The PARADIGM-HF trial2 evaluated patients with reduced ejection fraction heart failure and NYHA class II, III or IV symptoms who received either sacubitril/valsartan 200mg twice daily or enalapril 10mg twice daily.
- Sacubitril/valsartan significantly reduced death from cardiovascular causes and hospitalisation for heart failure compared with enalapril (see figure below).
- The NNT to achieve a reduction in cardiovascular deaths or hospitalisation for heart failure was 21 over 27 months.
Figure 1: Primary endpoint (composite of death from cardiovascular causes or first hospitalisation for heart failure) in the PARADIGM-HF study2
Sacubitril/valsartan is recommended by European (ESC)3 and American4 heart associations as a replacement for an ACEi or ARB to reduce heart failure death or hospitalisation in patients who remain symptomatic despite treatment with an ACEi or ARB, beta-blocker and mineralocorticoid receptor antagonist.
In New Zealand, the 2018 Cardiovascular Disease Risk Assessment and Management for Primary Care consensus statement identifies patients with congestive heart failure as a high-risk group who require intensive management. New therapies for this patient population must be considered.
You consider the evidence and decide to start Mr H on sacubitril/valsartan.
How will you start this medication, and what monitoring is required?
How to start sacubitril/valsartan
It is recommended that you consider starting this drug in close consultation with your local heart failure service. (At any stage: consult your local Heart Failure Service for advice).
What will you warn Mr H about when starting the new medication?
Potential side effects
- symptomatic hypotension, especially in older patients;
- In patients aged >75 years, hypotension occurred more often with sacubitril/valsartan than with enalapril in the PARADIGM-HF trial (18% vs 12%)
- angioedema (0.4% vs 0.2%)
- worsening renal function.
There are several interactions to be aware of, and full information can be found on NZ Formulary.
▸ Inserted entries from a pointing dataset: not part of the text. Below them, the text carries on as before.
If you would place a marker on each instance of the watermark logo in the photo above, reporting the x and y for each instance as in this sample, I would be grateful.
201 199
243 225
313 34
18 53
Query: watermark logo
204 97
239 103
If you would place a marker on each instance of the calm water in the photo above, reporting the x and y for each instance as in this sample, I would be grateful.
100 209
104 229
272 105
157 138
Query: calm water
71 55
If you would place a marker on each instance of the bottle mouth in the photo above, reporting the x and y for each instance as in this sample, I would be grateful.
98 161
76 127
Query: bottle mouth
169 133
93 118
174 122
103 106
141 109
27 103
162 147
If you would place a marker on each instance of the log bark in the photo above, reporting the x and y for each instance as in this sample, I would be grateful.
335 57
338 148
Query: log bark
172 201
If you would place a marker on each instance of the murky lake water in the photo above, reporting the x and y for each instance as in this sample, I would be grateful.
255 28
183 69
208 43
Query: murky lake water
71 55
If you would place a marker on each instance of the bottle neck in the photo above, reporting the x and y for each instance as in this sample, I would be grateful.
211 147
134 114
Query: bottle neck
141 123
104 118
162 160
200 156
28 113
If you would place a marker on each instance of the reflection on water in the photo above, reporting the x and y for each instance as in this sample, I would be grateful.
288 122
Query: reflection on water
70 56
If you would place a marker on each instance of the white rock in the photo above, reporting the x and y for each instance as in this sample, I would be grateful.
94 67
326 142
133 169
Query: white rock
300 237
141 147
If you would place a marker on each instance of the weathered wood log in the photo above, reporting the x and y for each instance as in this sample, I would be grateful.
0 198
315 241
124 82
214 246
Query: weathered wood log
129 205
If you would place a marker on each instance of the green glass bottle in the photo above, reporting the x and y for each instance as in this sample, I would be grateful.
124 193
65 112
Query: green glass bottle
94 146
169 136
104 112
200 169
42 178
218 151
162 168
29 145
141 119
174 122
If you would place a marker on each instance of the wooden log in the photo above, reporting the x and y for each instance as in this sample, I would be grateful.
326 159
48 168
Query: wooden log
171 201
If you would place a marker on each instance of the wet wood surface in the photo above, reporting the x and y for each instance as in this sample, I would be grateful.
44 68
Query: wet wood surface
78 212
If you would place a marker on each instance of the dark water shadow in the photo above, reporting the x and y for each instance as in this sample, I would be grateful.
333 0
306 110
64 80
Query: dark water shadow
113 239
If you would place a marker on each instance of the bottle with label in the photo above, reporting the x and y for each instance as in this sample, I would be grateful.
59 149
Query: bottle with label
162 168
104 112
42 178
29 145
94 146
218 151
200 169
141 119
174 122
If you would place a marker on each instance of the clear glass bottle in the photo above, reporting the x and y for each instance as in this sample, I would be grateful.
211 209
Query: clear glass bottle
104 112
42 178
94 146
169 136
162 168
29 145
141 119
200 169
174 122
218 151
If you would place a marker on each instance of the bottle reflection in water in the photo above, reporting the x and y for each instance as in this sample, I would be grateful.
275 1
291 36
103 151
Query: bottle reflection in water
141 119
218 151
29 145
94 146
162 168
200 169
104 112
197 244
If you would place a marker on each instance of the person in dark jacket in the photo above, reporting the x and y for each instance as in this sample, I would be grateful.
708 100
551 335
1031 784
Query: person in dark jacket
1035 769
Some key drug classes to consider are:
- Statins: sacubitril/valsartan may increase the effect of statins.
- Drugs that may increase potassium and thereby increase the risk of hyperkalaemia: potassium-sparing diuretics, mineralocorticoids, potassium supplements.
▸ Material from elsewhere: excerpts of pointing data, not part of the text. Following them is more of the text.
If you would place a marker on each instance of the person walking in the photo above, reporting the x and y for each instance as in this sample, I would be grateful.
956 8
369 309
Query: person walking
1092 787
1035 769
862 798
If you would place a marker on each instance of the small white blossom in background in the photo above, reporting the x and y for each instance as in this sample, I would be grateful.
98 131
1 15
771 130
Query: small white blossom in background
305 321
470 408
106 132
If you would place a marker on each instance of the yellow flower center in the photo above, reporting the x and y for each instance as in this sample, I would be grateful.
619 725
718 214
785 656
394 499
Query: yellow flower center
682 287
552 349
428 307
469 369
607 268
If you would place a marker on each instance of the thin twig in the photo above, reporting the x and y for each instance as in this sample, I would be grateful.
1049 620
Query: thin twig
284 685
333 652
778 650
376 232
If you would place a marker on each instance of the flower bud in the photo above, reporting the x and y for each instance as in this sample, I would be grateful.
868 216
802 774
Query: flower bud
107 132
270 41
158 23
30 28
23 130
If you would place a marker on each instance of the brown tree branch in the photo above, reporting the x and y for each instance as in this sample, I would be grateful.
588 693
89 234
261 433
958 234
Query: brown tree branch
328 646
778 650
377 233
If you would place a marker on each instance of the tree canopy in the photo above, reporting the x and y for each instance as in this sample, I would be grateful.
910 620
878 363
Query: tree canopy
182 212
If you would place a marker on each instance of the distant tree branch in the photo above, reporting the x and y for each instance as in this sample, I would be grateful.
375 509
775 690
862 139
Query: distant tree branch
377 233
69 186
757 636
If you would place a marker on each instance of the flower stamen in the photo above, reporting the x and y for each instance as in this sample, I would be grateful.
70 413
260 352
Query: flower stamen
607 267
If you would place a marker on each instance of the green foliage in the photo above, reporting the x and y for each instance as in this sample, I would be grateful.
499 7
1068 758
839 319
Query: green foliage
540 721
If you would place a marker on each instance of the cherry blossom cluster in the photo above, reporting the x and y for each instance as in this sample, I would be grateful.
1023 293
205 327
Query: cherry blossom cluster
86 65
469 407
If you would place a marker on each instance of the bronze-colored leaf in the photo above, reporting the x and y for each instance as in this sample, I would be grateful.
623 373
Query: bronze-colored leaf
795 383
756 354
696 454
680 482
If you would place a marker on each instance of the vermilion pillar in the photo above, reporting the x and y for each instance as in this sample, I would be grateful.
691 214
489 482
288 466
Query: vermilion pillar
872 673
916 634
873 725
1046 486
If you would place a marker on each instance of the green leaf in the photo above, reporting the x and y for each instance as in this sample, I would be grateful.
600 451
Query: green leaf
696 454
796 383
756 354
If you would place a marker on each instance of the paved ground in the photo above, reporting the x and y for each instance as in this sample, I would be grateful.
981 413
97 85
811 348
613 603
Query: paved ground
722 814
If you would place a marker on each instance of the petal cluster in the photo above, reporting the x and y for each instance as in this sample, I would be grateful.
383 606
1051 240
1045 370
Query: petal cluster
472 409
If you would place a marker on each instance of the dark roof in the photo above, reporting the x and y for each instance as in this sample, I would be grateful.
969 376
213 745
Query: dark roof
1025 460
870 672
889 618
- NSAIDs: risk of worsening renal function with coadministration, especially in elderly and volume-depleted patients (think: Triple Whammy).
- Sildenafil: risk of hypotension even with a single dose of sildenafil.
- Frusemide: theoretical risk of reduced effect of frusemide (though not observed clinically in the PARADIGM-HF trial).
- Metformin: theoretical risk of reduced effect of metformin but clinical significance uncertain in the trials.
- Sacubitril/valsartan (brand name: Entresto) is recommended as replacement for ACEi or ARB in patients with reduced ejection fracture heart failure who remain symptomatic on current best therapy.
- When used appropriately along with optimal chronic heart failure therapy, it provides better prevention of cardiovascular death or hospitalisation for heart failure than ACEi or ARB alone.
- The most suitable patients are those with reduced ejection fracture heart failure, systolic blood pressure >100mm Hg, and eGFR >/= 30ml/min.
- Stop ACEi two days before starting.
- Start at low dose and titrate to target 97/103mg BD.
- Monitor symptoms, blood pressure, renal function and potassium regularly.
- Liaise with your local heart failure service for advice.